GE bosses considering plan to keep under-threat Technology Drive site open

Rugby Editorial 25th Jan, 2019   0

GENERAL Electric (GE) bosses are considering a proposal to keep its Technology Drive Power Conversion site open.

In November, GE announced plans to cease manufacturing at the 250-employee site and move production to a plant in Nancy, France by the end this year.

A consultation on the plan has now extended beyond the 90-day minimum period while managers consider a counter-proposal from employee representatives that would allow the site to stay open.

Unite the Union regional officer Zoe Mayou said: “The company need one to two weeks to study this and run some financial models to see how it would work – therefore consultation remains open for the time being.”




A GE spokeswoman confirmed: “We are still in the consultation process and no decision has been made at this time.”

No details of the counter-proposal have been revealed.


During a recent visit to the site, Shadow Defence Minister Nia Griffith said its manufacturing capability, part of the Royal Navy’s procurement supply chain, was ‘strategically significant’.

She said: “I’m impressed by the quality of the engineering and manufacturing that happens here.

“It’s a unique facility and an essential part of the UK’s defence procurement. It’s essential that we maintain this sovereign capability.”

Shadow Defence Minister Nia Griffith MP (centre right) was joined on her visit to the GE Power Conversion site by (left to right) Simon Pettitt, Ish Mistry, Unite representative Steve Kerr, Labour’s local Parliamentary candidate Debbie Bannigan, John McAuslan, Richard Owens and Amrat Mistry.

Steve Kerr, Unite representative and member of the GE European Works Council, added: “It’s crucial to the sovereign capability and freedom of action that is required by the Royal Navy.

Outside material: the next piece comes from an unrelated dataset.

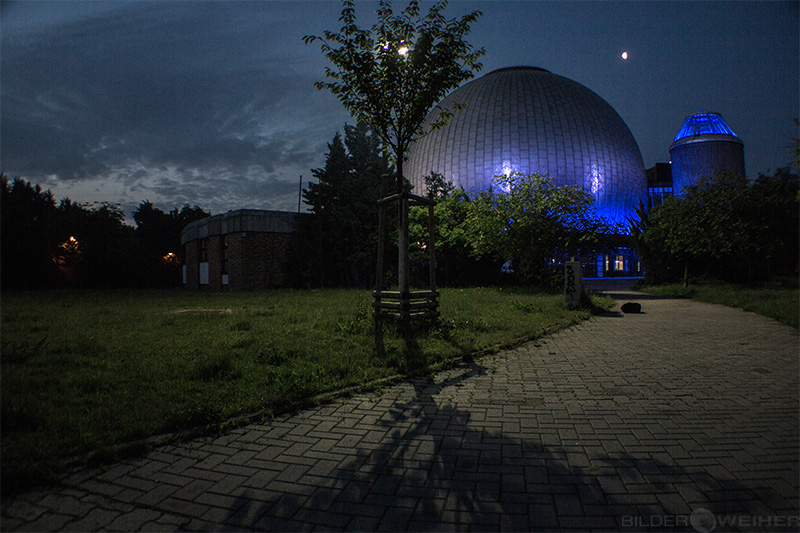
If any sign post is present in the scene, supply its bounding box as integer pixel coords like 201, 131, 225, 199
564, 261, 583, 309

Only with a sound industrial policy will this nation prosper.”

Debbie Bannigan, Labour’s local Parliamentary candidate, said engineering was part of Rugby’s heritage and should be its future too.

She said: “This capability is unique and essential to our defence industry. Some decisions can be left to the marketplace but some – like this one – are far too important for that.”

The site’s future was first thrown into doubt last June, when a £1.3billion plan to build the world’s first tidal power lagoon in Swansea Bay – for which GE in Rugby was to supply the turbines – was thrown out by the government.